The starting point, the raw material for the collaborative work, is the work of the Swedish photographer, professor, writer and collector Helmer Bäckström (1891-1964), who was the first professor of photography at the Royal Swedish Institute of Technology: his digitised oeuvre forms the core material of two museums in Stockholm. The works of the two artists, which were expropriated and reworked, were the link and the starting point for this found collection.
The material, with its sometimes striking formal overlaps and visual analogies with their earlier works, provided an ideal platform for the collaborative work that preceded the exhibition. The images created through experimental processes, their medial transformations, were realised using photographic processes not previously employed, in which the concepts of re-creation and re-construction are reinterpreted according to themes: the relationship between image and space, the relationship between image and medium, image as object, image as space.

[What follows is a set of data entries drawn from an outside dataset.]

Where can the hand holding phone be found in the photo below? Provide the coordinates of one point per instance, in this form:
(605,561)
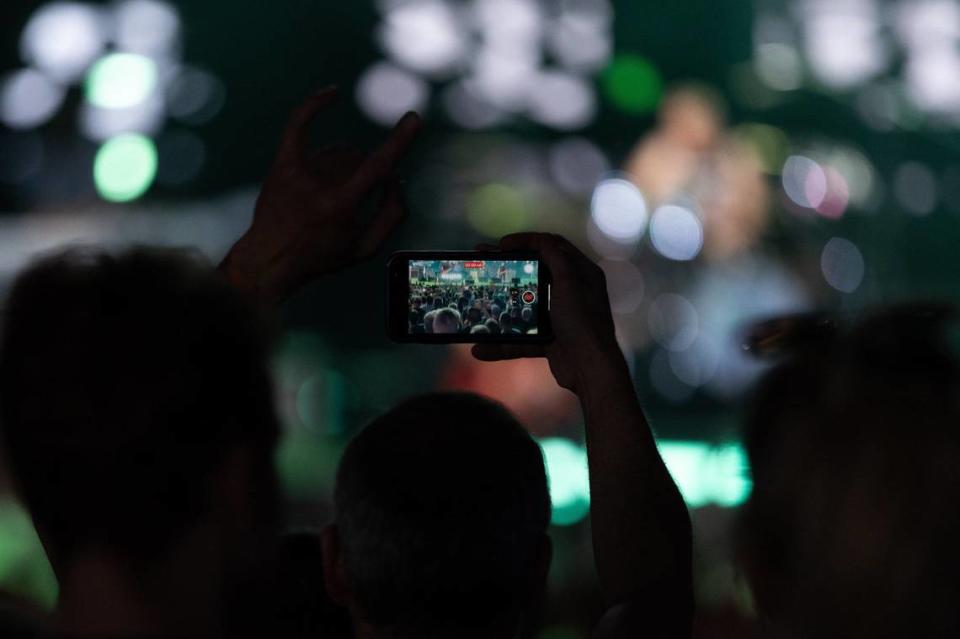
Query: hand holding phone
(584,351)
(468,296)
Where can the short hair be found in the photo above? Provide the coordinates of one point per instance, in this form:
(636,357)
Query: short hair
(447,320)
(854,447)
(124,381)
(442,521)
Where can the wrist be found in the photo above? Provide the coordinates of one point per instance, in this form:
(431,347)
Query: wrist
(603,373)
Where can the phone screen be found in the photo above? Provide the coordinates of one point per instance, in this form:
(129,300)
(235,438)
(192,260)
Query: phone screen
(474,298)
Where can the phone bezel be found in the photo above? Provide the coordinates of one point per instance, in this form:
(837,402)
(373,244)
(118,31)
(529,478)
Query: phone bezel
(398,286)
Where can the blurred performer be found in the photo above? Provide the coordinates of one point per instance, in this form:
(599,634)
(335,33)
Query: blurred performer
(693,308)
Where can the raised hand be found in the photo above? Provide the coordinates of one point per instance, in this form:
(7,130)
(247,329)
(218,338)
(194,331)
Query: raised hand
(579,310)
(308,219)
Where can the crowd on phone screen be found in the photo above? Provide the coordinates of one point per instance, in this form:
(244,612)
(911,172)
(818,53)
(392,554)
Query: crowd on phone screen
(474,309)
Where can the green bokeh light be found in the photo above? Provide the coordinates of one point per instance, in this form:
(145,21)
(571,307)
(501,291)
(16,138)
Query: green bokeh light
(632,84)
(24,569)
(497,210)
(770,143)
(569,480)
(121,80)
(708,474)
(125,167)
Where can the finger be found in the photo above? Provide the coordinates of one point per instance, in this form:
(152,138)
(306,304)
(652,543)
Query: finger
(547,245)
(497,352)
(379,166)
(298,126)
(391,212)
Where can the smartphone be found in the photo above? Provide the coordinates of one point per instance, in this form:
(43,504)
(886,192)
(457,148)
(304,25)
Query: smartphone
(440,297)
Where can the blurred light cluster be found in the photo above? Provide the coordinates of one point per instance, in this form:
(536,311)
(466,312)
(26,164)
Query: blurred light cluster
(896,57)
(126,57)
(492,60)
(705,473)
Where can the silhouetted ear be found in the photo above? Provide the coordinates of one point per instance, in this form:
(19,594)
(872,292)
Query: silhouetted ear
(334,570)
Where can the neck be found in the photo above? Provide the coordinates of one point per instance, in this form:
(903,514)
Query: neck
(106,595)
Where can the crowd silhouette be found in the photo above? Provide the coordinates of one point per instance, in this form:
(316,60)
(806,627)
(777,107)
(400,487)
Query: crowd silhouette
(485,309)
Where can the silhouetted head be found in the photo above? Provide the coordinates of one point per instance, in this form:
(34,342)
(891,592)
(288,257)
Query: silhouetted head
(136,405)
(854,441)
(441,523)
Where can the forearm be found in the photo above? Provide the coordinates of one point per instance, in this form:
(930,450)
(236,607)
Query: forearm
(258,278)
(641,528)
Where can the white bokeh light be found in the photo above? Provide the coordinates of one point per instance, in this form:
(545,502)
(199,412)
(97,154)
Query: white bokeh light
(63,39)
(933,79)
(150,27)
(385,92)
(100,124)
(426,36)
(577,164)
(673,322)
(842,265)
(561,100)
(676,232)
(619,210)
(28,98)
(804,181)
(581,39)
(625,286)
(509,25)
(843,41)
(502,79)
(779,66)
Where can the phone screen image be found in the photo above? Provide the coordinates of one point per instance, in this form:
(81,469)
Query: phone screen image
(468,296)
(475,297)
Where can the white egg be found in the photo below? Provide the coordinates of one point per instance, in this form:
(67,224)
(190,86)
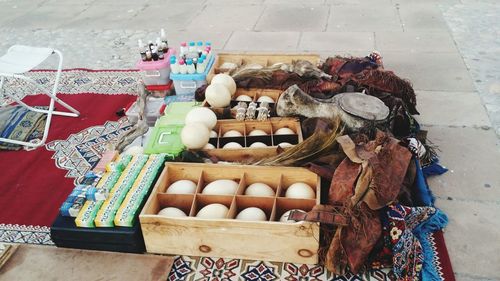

In Kútvölgyi-Szabó’s doctoral research, the role of imagery and spatiality in knowledge is presented, the image as a carrier of information, which, in parallel with representation, necessarily obscures, distorts or misinterprets certain information. With his folded, deformed works, he attempts to make images multi-view, a kind of spatialisation.
Dobokay’s works emphasise photography as a medium, as a malleable starting point, coloured by the themes of education and knowledge transfer. His experimental works are generally characterised by thinking about the structure of the photograph, and by pushing the boundaries of the medium.